Docs
Streaming chat completions
Streaming reduces time-to-first-token and delivers partial output as it is generated.
Use the OpenAI SDK with stream: true and iterate over chunks to render tokens immediately.
Streaming is ideal for chat UIs, typing indicators, and long-form generation where early feedback matters.
Quick start
Example request
import OpenAI from "openai";
const client = new OpenAI({
apiKey: process.env.ABLIT_KEY,
baseURL: "https://api.abliteration.ai/v1",
});
const stream = await client.chat.completions.create({
model: "abliterated-model",
messages: [{ role: "user", content: "Write a short haiku about the ocean." }],
stream: true,
});
for await (const chunk of stream) {
process.stdout.write(chunk.choices[0]?.delta?.content || "");
}Service notes
- Pricing model: Usage-based pricing (~$5 per 1M tokens) billed on total tokens (input + output). See the API pricing page for current plans.
- Data retention: No prompt/output retention by default. Operational telemetry (token counts, timestamps, error codes) is retained for billing and reliability.
- Compatibility: OpenAI-style /v1/chat/completions request and response format with a base URL switch.
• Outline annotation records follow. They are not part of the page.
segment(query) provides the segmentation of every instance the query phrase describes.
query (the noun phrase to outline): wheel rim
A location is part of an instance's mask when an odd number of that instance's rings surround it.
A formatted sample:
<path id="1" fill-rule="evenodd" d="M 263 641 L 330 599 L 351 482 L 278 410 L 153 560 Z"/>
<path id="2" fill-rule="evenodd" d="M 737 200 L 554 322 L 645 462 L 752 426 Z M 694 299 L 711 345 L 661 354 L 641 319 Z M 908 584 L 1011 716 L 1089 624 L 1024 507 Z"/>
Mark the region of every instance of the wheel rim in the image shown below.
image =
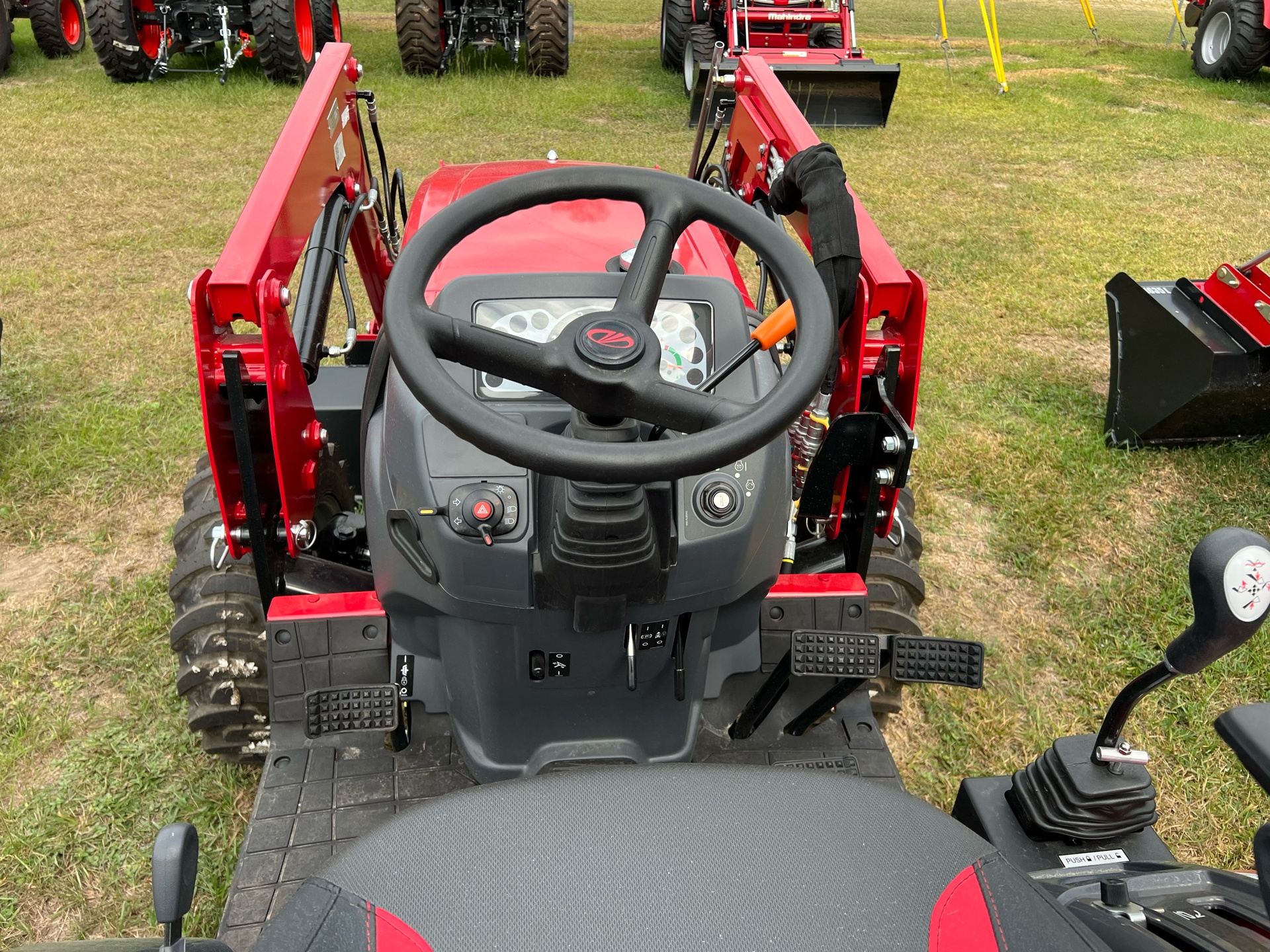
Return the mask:
<path id="1" fill-rule="evenodd" d="M 683 43 L 683 94 L 691 96 L 697 83 L 697 52 L 692 48 L 692 37 Z"/>
<path id="2" fill-rule="evenodd" d="M 1209 66 L 1226 55 L 1226 48 L 1231 44 L 1232 29 L 1231 14 L 1226 10 L 1213 14 L 1213 19 L 1208 22 L 1204 28 L 1204 38 L 1199 43 L 1199 55 Z"/>
<path id="3" fill-rule="evenodd" d="M 132 23 L 136 25 L 136 15 L 138 13 L 154 13 L 155 3 L 154 0 L 132 0 Z M 157 23 L 146 23 L 137 27 L 137 41 L 141 44 L 141 52 L 145 53 L 151 60 L 159 57 L 159 41 L 163 37 L 163 29 Z"/>
<path id="4" fill-rule="evenodd" d="M 62 0 L 57 9 L 62 18 L 62 39 L 66 41 L 66 46 L 71 48 L 77 47 L 84 36 L 84 25 L 80 23 L 79 17 L 79 4 L 75 0 Z"/>
<path id="5" fill-rule="evenodd" d="M 314 61 L 314 13 L 309 0 L 296 0 L 296 41 L 305 62 Z"/>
- Latency: Depends on model size, prompt length, and load. Streaming reduces time-to-first-token.
- Throughput: Team plans include priority throughput. Actual throughput varies with demand.
- Rate limits: Limits vary by plan and load. Handle 429s with backoff and respect any Retry-After header.
When to stream
Stream when you want faster perceived latency or to show partial output.
- Chat UXs that show tokens as they arrive.
- Long responses where users benefit from early content.
- Workflows that may cancel early once enough output is seen.
How streaming works
The response is sent as a series of chunks. Each chunk contains a delta that you append to the final message.
- Set stream: true in the request body.
- Consume the async iterator (SDK) or the HTTP stream (fetch).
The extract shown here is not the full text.